At ACES, the course covered many important aspects, such as:

  • Water and air pollution

  • Mould technician training

  • EMF (electromagnetic field) technician training

  • Assess and recommend building materials and healthy building design

  • Children’s environmental health and why they are often vulnerable to more exposures than adults

With a building biologist’s training it is now obvious to me how many signs and symptoms show up where the average person spends time, without their knowledge, and how these things are crucial to impacting their health. It is important to realise that we are now not dealing with one, two or three things in our environment, but often hundreds of chemicals, heavy metals, air particulates, etc. every day - just at home. I believe it is the sum of these things combined that is causing a health struggle for an increasing number of people.

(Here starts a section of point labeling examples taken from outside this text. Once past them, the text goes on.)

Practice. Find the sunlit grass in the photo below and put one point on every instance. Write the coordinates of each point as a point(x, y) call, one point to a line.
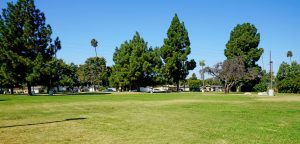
point(150, 118)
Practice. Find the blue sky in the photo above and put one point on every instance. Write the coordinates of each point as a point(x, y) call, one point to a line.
point(209, 24)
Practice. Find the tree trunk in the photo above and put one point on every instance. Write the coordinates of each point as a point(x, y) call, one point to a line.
point(29, 89)
point(177, 84)
point(96, 52)
point(12, 90)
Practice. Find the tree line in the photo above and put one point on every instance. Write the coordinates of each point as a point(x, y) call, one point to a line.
point(28, 58)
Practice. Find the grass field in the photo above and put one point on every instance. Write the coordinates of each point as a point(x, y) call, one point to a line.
point(183, 118)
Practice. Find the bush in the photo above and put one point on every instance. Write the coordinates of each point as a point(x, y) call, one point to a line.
point(194, 85)
point(260, 87)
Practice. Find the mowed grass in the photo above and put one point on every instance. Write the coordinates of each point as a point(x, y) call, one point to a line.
point(183, 118)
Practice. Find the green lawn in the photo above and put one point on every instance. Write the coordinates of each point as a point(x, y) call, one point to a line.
point(182, 118)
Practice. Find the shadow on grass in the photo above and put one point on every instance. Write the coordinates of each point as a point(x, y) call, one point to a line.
point(87, 93)
point(73, 94)
point(42, 123)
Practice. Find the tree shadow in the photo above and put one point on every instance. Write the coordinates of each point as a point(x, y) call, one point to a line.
point(42, 123)
point(89, 93)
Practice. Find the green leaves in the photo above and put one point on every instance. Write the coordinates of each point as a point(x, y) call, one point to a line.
point(244, 41)
point(175, 52)
point(25, 42)
point(135, 64)
point(288, 78)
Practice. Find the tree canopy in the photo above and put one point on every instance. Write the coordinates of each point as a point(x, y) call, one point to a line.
point(231, 72)
point(244, 41)
point(288, 78)
point(175, 51)
point(24, 38)
point(135, 64)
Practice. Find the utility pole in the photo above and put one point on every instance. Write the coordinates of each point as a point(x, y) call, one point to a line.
point(271, 91)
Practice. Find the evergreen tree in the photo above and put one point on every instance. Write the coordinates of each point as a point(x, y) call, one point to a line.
point(175, 53)
point(94, 44)
point(244, 41)
point(289, 55)
point(202, 64)
point(135, 65)
point(93, 72)
point(24, 38)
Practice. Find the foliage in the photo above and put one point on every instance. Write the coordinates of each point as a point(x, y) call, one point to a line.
point(231, 72)
point(288, 78)
point(93, 72)
point(94, 44)
point(24, 38)
point(136, 65)
point(175, 53)
point(260, 87)
point(289, 55)
point(193, 77)
point(244, 41)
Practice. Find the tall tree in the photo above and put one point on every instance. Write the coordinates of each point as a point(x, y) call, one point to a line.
point(288, 78)
point(93, 72)
point(289, 55)
point(175, 52)
point(94, 44)
point(202, 64)
point(135, 64)
point(231, 72)
point(24, 36)
point(244, 41)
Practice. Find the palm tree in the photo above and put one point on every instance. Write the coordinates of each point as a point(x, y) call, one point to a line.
point(202, 64)
point(290, 55)
point(94, 44)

Since I began incorporating more and more building biology principles into naturopathy practice in recent years, many patients have reported an improvement in their results, especially where they previously felt their symptoms were overlooked or misunderstood by other treatments they’d tried. While I’m not saying that the naturopathy + building biology approach can solve everyone’s problems, it has definitely provided far better results for many more patients than naturopathy alone (even when patients are using one or many other health modalities already), because of this multifactorial lens. It becomes clearer to me everyday that unless we get an idea of the patient’s home environment or where they spend their time, it can sometimes be really difficult to really get to the crux of a patient’s health issue.